A parametric loudspeaker is a sound emission system that directly generates ultrasonic frequencies into a medium such as air. The parametric array in air results from the introduction of sufficiently intense, audio modulated ultrasonic signals into an air column. Self demodulation, or down-conversion, occurs along the air column resulting in an audible acoustic signal. This process occurs because of the known physical principle that when two sound waves with different frequencies are radiated simultaneously in the same medium, a sound wave having a wave form including the sum and difference of the two frequencies is produced by the non-linear interaction (parametric interaction) of the two sound waves.

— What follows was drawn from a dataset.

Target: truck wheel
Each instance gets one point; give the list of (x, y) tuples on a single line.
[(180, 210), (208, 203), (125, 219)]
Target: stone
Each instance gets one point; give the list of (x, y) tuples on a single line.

For example, if the two original sound waves are ultrasonic waves and the difference between them is selected to be an audio frequency, an audible sound is generated by the parametric interaction. The result is a highly directional loudspeaker that is effectively a virtual end fired array. Historically these devices have not been able to achieve high performance for multiple reasons, much of which can be attributed to transducer performance. In the prior art, devices are disclosed that use piezoelectric bimorph devices which are also known as piezoelectric benders. The prior art systems have used clusters of piezoelectric bimorphs that number anywhere from 500 to over 1400 bimorph units. The large number of bimorphs is due to the very high ultrasonic outputs required for a parametric loudspeaker. The output performance from these bimorph devices has not been adequate in prior art systems.
An example of the prior art is described in the article, “The audio spotlight: An application of nonlinear interaction of sound waves to a new type of loudspeaker design.”, by Yoneyama and Fujimoto in the Journal of the Acoustical Society of America, Volume 73, 1983, which is incorporated herein by reference. Their use of an array of 547 piezo bimorph type transducers typifies previous and subsequent prior art parametric loudspeakers.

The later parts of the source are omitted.